By Nawaaz Ahmed
It’s 1947, and the last trains bearing the displaced between the soon-to-be nations of India and Pakistan have left in the midst of raging floods of communal violence. In Partitions, Amit Majmudar’s gripping first novel, the resulting maelstrom brings four characters together: Twin Hindu boys will have to find their own way by foot east across the border to Delhi; a Sikh girl, running away from a family that prefers her death to defilement, will have to escape from the clutches of rapists and abductors; a lonely elderly Muslim doctor, fleeing his ravaged clinic in the opposite direction toward Pakistan, will have a second chance at discovering a personal humanness that transcends the role of the impersonal healer.

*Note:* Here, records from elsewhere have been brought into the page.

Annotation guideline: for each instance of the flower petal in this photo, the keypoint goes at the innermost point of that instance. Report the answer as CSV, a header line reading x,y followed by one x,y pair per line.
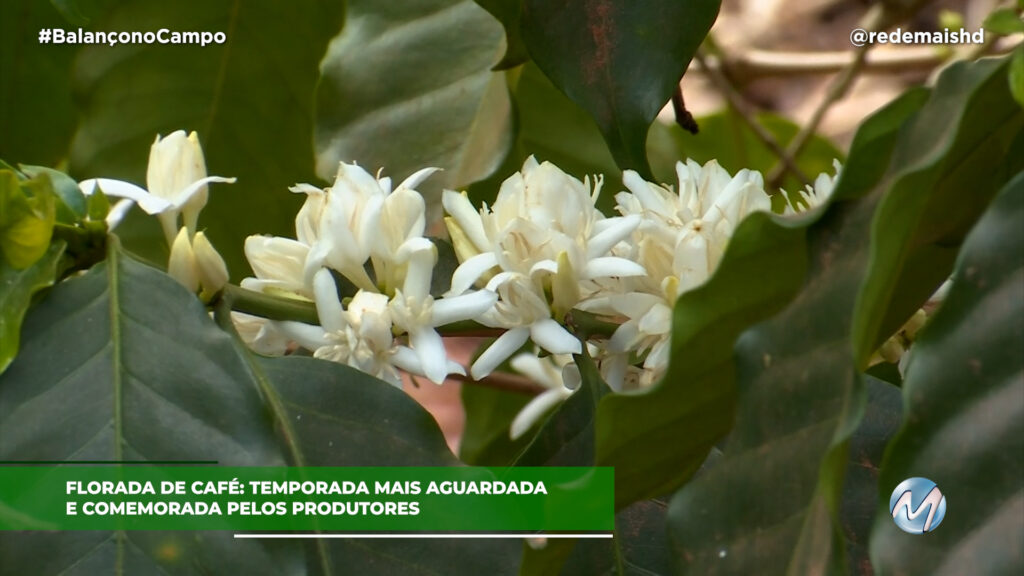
x,y
461,209
466,306
147,202
532,412
551,336
185,194
416,178
430,350
329,307
611,266
613,234
504,346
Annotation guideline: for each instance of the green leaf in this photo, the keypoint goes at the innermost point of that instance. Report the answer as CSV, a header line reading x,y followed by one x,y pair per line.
x,y
122,363
657,440
883,416
16,289
1016,76
553,128
640,547
915,234
250,99
965,412
37,114
409,85
72,205
105,373
28,210
800,395
565,439
489,413
620,60
509,12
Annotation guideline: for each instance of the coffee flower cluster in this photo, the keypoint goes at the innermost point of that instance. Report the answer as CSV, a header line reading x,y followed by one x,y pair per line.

Majmudar writes with the incisive prose of a poet and the unflinching eye of a scientist — his award-winning poetry and training as a radiologist standing him in good stead here. Narrated by the omniscient but impotent dead father of the twins, the novel holds the reader in a similarly impotent paralysis as impending violence unfolds in terrifying detail. The book’s flaw — if it’s a flaw — is that we’re so close to our subjects at every moment that we lose sight of the river they’re swept away by: Our protagonists find solace in each other, but what is the novel claiming about the nature of tragedies of such immense and inhuman proportions?